There was a time when I dreamed of a symphony, when my thoughts were effortlessly melded with another’s, dancing with the ebb and flow of life. Moving in and out of each other’s psyche the tendrils of the bond binding us inextricably no matter the distance or time between us. It was a freedom unknown to the world outside, experienced wholly within each other’s mind. Such music to lift the very soul and remove it from it’s earthly cage, rapture complete and time everlasting. If I listen carefully I hear the echoes still, stirring deep within my mind.

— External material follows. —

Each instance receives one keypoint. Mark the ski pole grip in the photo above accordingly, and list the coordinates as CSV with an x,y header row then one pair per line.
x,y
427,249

Somewhere along the way the notes became discordant and the tendrils of the bond our prison and not our escape. The freedom found in the motion was stayed and the palpable pain a searing heat which scorched the fabric of our hearts. And yet the melody of love was still as liltingly sweet, refusing to break down like the tuneless chords of our tattered communication. Yet no matter how we conducted, the symphony would not be remade, the blending became obstacle and the instruments broken and worn with our fruitless efforts.
There was a time when I dreamed of a symphony and if I listen carefully I hear the echoes still, stirring deep within my mind, the lilting melody ever so sweet. An addictive poison, the knowledge of what I once danced within and can never have again. Tonight I mourn the lost symphony and I feel him mourning still within me.